İstanbul’un birbirinden güzel tarihi yalılarını keşfetmek için bir araca ihtiyacınız varsa, Yolcu360’ın İstanbul araç kiralama seçeneklerini inceleyebilir ve ideal aracınızı dakikalar içerisinde kolaylıkla kiralayabilir, İstanbul yalılarını gezebilirsiniz.
İstanbul’daki En Güzel 10 Yalı
Görkemli duruşları, benzersiz hikayeleri ve yaşanmışlıkları ile İstanbul’daki en güzel 10 yalıyı listeliyoruz.
-
Esma Sultan Yalısı
Ortaköy sahilinde yer alan Esma Sultan Yalısı, İstanbul’daki en güzel 10 yalıdan biri. 900 metrekarelik alana inşa edilen yalının bahçesi ise 4.000 metrekaredir.

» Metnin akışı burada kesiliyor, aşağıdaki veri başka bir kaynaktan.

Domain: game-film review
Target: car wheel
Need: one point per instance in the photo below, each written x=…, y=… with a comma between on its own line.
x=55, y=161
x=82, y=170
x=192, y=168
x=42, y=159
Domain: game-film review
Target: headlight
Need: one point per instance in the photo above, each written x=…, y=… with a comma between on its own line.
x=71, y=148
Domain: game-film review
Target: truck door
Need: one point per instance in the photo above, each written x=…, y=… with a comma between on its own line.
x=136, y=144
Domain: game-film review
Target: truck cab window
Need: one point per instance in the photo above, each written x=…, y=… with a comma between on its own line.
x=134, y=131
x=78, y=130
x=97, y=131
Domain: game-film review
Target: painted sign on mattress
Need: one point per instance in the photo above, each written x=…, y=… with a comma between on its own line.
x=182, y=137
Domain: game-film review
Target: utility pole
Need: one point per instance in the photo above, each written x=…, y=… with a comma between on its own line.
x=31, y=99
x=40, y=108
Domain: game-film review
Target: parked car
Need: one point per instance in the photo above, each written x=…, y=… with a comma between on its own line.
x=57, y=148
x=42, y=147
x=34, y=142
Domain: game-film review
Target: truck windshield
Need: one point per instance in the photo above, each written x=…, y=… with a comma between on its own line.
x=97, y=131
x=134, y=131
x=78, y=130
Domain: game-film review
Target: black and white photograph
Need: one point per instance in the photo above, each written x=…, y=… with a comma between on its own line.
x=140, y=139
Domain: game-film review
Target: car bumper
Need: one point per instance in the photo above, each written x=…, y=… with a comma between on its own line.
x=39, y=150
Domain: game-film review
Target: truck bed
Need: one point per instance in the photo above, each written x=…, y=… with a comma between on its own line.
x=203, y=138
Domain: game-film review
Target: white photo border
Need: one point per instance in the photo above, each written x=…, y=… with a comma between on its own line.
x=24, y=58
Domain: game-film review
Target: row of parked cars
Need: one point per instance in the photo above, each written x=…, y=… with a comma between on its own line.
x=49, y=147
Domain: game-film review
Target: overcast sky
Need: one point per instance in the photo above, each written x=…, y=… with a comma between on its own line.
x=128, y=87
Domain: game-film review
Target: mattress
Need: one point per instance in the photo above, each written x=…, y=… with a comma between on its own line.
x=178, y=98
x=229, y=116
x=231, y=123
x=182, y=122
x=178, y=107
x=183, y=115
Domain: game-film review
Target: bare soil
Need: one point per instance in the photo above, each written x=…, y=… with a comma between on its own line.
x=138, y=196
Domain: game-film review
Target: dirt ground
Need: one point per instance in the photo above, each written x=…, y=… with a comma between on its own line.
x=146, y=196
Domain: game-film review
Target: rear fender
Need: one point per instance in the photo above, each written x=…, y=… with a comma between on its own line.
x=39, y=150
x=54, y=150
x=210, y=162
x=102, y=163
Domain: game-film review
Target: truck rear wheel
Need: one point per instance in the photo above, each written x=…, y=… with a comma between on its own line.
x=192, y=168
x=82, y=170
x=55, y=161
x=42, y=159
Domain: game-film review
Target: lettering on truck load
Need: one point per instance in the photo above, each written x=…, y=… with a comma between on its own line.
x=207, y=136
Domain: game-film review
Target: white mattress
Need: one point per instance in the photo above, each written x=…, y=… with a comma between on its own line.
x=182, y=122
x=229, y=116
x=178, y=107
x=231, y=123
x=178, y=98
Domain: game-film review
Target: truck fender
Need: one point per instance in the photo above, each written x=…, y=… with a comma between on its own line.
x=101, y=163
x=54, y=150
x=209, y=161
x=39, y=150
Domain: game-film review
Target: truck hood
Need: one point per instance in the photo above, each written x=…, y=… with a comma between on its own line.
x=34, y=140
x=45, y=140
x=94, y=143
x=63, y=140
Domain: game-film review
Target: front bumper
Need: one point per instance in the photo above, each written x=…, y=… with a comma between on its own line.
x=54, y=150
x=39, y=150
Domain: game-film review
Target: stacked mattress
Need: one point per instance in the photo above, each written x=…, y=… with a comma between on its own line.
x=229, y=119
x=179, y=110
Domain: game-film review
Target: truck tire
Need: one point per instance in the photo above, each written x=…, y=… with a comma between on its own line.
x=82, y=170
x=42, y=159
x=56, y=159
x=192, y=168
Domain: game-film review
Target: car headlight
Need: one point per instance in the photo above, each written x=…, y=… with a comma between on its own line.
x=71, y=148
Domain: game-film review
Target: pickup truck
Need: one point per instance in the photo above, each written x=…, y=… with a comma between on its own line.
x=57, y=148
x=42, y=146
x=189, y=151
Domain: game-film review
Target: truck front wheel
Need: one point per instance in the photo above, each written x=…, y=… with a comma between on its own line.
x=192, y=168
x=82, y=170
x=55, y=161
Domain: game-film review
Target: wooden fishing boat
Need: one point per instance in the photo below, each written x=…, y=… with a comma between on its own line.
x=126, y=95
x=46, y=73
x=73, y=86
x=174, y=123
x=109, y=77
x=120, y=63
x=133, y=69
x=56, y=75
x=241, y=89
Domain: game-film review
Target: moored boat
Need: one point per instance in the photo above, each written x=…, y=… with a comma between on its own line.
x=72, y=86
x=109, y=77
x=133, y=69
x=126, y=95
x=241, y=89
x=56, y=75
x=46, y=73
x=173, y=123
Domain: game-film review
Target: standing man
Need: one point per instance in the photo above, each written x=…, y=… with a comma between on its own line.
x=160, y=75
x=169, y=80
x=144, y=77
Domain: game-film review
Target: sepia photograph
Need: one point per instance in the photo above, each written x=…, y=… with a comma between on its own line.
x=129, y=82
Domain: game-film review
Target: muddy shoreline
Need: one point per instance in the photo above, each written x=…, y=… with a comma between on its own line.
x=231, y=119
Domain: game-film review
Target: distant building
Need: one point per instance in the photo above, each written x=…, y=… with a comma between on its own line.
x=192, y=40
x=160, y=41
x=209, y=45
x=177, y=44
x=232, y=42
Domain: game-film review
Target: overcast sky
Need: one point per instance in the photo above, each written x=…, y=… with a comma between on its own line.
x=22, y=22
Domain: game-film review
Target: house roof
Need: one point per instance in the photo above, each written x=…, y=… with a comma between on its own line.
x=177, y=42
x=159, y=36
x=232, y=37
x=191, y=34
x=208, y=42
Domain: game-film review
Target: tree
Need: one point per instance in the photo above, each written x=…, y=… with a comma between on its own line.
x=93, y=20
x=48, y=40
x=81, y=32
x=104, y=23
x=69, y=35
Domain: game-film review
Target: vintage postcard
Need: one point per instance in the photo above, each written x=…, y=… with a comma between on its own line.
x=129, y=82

Neo-klasik mimarinin benzersiz örneği Esma Sultan Yalısı’nda kullanılan yapı malzemeleri de diğer yalılardan farklıdır. İsmini Abdülaziz’in kızı Esma Sultan’dan alan yalı adeta Boğaz’ın incisi gibidir. Ortaköy Cami’nin hemen yanında bulunan yalının mimarı Sarkis Balyan’dır. Dönemin devlet adamlarından olan Çerkes Mehmet Paşa ile izdivacı neticesinde Esma Sultan’a düğün hediyesi olarak takdim edilmiştir. 1915 yılına kadar devletin mülkü olan yalı, 1918 yılından itibaren Rum okulu haline gelmiştir. 1999 yılına gelindiğinde ise cam ve çelik malzemeler kullanılarak restore edilen Esma Sultan Yalısı, 2001 yılı itibari ile birbirinden farklı organizasyona ev sahipliği yapmıştır.
-
Fehime Sultan Yalısı
Esma Sultan Yalısı ile Boğaz Köprüsü arasında bulunan Fehime Sultan Yalısı’nın duvarlarını görebilirsiniz. Diğer ismi olan “Gazi Osman Paşa Yalısı” olarak da biliniyor. Plevne Savaşı kahramanı Osman Paşa’ya ithafen yaptırılmıştır. 1883 yılında II. Abdülhamid tarafından Osman Paşa’ya hediye edilmiştir. Yıllar sonra Osman Paşa’nın oğlu Kemalettin Paşa, Naime Sultan ile evlenince yalının ismi değişmiş ve günümüze kadar Naime Sultan Yalısı olarak anılmaya devam etmiştir. 2003 yılında çıkan yangın sonucu harap olan yalı gerekli restorasyonlar yapıldıktan sonra tekrar halkın ziyaretine açılmıştır.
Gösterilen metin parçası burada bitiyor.